Ciceros cleverer Connaisseur

 

Quentin Loew erreicht die zweite Runde im Landeswettbewerb Alte Sprachen

Wodurch zeichnet sich der ideale Gebildete aus? Heute würde man darauf wohl genauso antworten wie schon in der Antike: Sie/Er sollte von den Naturwissenschaften über Geschichte, Kunst, Literatur und Musik bis hin zu den Sprachen ein möglichst fundiertes Allgemeinwissen besitzen.

Foto: Fellner

Wer ist dieser ideale Gebildete? Heute wäre es wohl schwer, darauf mit konkreten Namen zu antworten, in der Antike hingegen war man sich schnell einig, „dass es Cicero weder in der Geometrie noch in der Musik noch in der Sprachlehre noch überhaupt in irgendeiner eines freien würdigen Wissenschaft an gründlicher Kenntnis fehlte“, wie Tacitus in seinem Gespräch über die Redner (Dialogus de oratoribus) schreibt.
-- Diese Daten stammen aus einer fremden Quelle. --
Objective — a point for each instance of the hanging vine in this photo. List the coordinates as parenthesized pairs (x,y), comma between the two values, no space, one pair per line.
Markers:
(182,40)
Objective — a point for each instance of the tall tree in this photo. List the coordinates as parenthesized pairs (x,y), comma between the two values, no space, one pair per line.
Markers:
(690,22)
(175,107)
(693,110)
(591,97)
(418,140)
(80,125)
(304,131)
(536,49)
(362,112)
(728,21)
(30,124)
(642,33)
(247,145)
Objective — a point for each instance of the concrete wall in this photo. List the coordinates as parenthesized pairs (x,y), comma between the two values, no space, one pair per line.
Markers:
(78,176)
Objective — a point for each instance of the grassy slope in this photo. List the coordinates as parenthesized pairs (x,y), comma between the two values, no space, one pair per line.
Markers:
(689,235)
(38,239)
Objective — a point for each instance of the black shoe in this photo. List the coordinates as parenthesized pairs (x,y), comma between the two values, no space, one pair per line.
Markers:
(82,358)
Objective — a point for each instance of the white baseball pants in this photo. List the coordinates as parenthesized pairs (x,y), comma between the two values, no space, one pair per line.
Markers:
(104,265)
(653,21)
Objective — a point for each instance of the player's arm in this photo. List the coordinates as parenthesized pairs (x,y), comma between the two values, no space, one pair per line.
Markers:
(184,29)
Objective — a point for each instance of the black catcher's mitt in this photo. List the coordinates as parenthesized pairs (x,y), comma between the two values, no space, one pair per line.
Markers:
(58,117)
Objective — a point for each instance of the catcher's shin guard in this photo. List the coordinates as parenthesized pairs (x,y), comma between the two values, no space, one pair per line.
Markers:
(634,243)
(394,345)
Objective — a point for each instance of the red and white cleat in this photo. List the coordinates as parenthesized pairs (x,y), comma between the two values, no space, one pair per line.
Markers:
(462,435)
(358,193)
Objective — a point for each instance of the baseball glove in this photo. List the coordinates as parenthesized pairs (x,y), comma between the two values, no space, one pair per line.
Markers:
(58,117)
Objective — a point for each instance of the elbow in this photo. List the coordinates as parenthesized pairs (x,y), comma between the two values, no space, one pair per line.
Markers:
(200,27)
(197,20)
Auf einem guten Weg zum selben Ideal ist nun Quentin Loew aus der Q11 des AGW. In der ersten Runde des Landeswettbewerbs Alte Sprachen übersetzte er genau diese Passage aus Tacitus` Werk höchst sachkundig und elegant ins Deutsche und löste obendrein die Zusatzaufgaben mit Hilfe seines breiten Allgemeinwissens völlig überzeugend, so dass die Jury des Wettbewerbs ihn ohne Zögern unter die besten 50 Teilnehmer zählte und zur zweiten Runde im nächsten Schuljahr einlud.

Die Schulgemeinschaft des AGW gratuliert Quentin ganz herzlich zu diesem Erfolg und wünscht ihm für die nächste Runde weiterhin viel Erfolg auf Ciceros Spuren!